1.11 Future Development
Scenic, undeveloped, surrounding properties may not remain as they appear today. You can check with the Klickitat County Planning Department to find out what the comprehensive plan designation for a particular area is, how neighboring properties are currently zoned and what future developments may be in the planning stages.
1.12 Conditional Use Permits
Conditional Use Permits are required for uses not specified in zoning areas.
Water rights are an important issue in Klickitat County. The water flowing in creeks or streams bordering or crossing your property may belong to someone else. You cannot assume that because the water flows across your property you can use it. Water rights that are sold with the property may not give you the right to use the water from any stream or other source crossing your land without coordinating with the water district, a neighbor who also uses the water, or Department of Health or Washington Department of Ecology. Other users may have senior rights to the water that may limit your use or require you to pay for the oversizing or other improvements to the source.
1.14 Water Right Purchasing
It is also important to make sure that any water rights you purchase with the land will provide enough water to maintain agriculture such as fruit trees, pastures, gardens or livestock.
Stormwater flows through most low areas in the County at some time or another. If you build in these low areas you may be flooded. If you fill in the low areas you may be unintentionally relocating the floodwaters that could cause problems for others. This type of action could lead to private civil actions in court.

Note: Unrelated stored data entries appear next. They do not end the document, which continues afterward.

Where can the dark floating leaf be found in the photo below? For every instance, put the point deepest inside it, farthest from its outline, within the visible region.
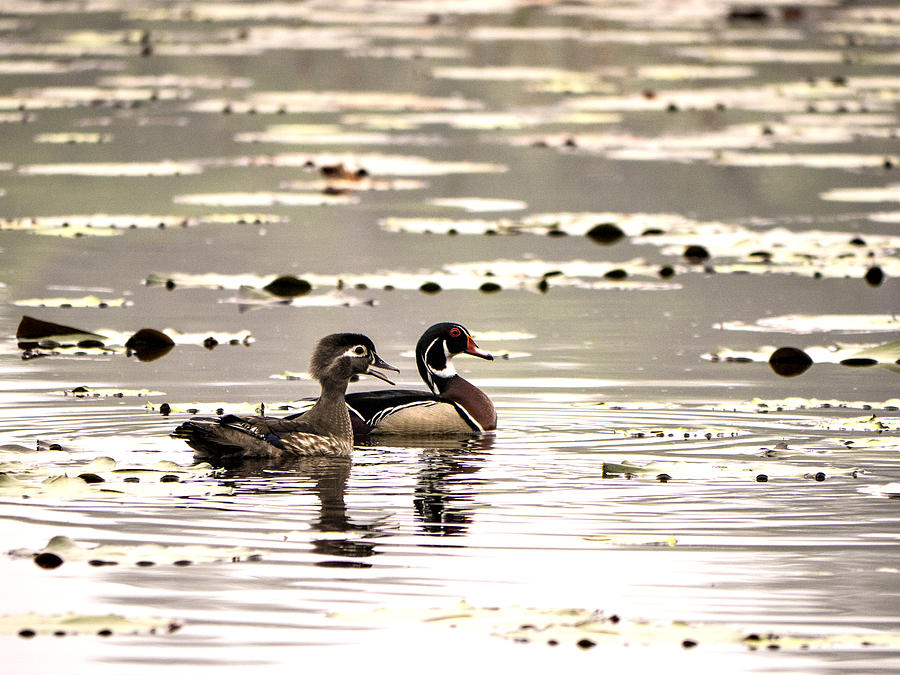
(859, 362)
(288, 287)
(91, 478)
(605, 233)
(874, 276)
(31, 331)
(47, 561)
(696, 254)
(149, 344)
(790, 361)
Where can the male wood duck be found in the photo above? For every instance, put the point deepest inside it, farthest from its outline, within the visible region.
(454, 405)
(325, 429)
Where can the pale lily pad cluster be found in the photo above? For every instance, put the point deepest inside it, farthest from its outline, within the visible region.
(144, 555)
(104, 479)
(33, 625)
(586, 629)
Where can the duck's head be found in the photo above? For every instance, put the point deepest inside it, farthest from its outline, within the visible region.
(343, 355)
(437, 346)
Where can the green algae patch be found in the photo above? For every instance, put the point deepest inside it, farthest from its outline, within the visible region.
(760, 471)
(131, 554)
(41, 625)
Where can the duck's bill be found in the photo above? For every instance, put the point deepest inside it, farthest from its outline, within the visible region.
(475, 350)
(381, 363)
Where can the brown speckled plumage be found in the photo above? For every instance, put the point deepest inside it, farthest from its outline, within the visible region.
(325, 430)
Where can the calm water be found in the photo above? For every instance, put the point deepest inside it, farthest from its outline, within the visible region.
(715, 128)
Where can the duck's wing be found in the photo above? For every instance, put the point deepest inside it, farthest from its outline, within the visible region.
(232, 435)
(373, 405)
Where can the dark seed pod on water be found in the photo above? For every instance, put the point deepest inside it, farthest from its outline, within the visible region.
(874, 276)
(91, 478)
(47, 561)
(696, 254)
(288, 287)
(605, 233)
(859, 362)
(789, 361)
(149, 344)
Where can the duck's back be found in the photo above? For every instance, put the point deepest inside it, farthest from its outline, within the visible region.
(232, 437)
(407, 411)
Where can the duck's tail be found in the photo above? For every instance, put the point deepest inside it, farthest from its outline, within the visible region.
(209, 438)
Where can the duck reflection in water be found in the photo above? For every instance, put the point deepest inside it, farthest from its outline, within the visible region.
(444, 494)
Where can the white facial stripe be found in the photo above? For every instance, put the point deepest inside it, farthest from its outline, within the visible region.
(448, 370)
(354, 354)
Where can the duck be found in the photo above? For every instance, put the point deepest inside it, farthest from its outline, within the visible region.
(453, 405)
(325, 429)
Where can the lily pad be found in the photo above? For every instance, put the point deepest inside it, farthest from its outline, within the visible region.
(85, 301)
(699, 469)
(114, 169)
(102, 478)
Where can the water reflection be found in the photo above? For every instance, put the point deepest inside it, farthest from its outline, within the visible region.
(328, 477)
(442, 500)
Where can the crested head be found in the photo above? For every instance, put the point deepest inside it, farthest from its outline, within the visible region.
(437, 346)
(342, 355)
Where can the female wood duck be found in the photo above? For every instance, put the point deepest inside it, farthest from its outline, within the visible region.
(325, 429)
(454, 404)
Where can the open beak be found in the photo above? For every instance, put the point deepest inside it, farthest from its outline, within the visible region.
(381, 363)
(472, 348)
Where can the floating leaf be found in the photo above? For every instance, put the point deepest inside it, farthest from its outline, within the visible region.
(113, 169)
(329, 101)
(242, 199)
(73, 138)
(104, 479)
(818, 323)
(478, 204)
(701, 469)
(108, 392)
(633, 539)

1.16 Flowing & Standing Water
Flowing and standing water can be a hazard, especially to young children. Before you decide to locate your home near an active creek or stream, consider the possible danger to your family.
1.17 Natural Water Area Regulation
Many creeks, streams, rivers and wetlands are regulated by either the Klickitat County Shorelines Ordinance and/or the Klickitat County Critical Areas Ordinance. These regulations establish setbacks and buffer zones adjacent to these various bodies of water. Natural vegetation cannot be disturbed in these areas. If you are contemplating development on property near water, marsh, or other wet areas be sure to check with Klickitat County Planning Department before commencing any work.
1.18 A Nuisance Ordinance
A Nuisance Ordinance has been established in Klickitat County. This allows the County to require removal of junk cars, abandoned mobile homes, piles of debris and other nuisances that shall endanger the life, limb, health, morals, property, safety or welfare of the general public.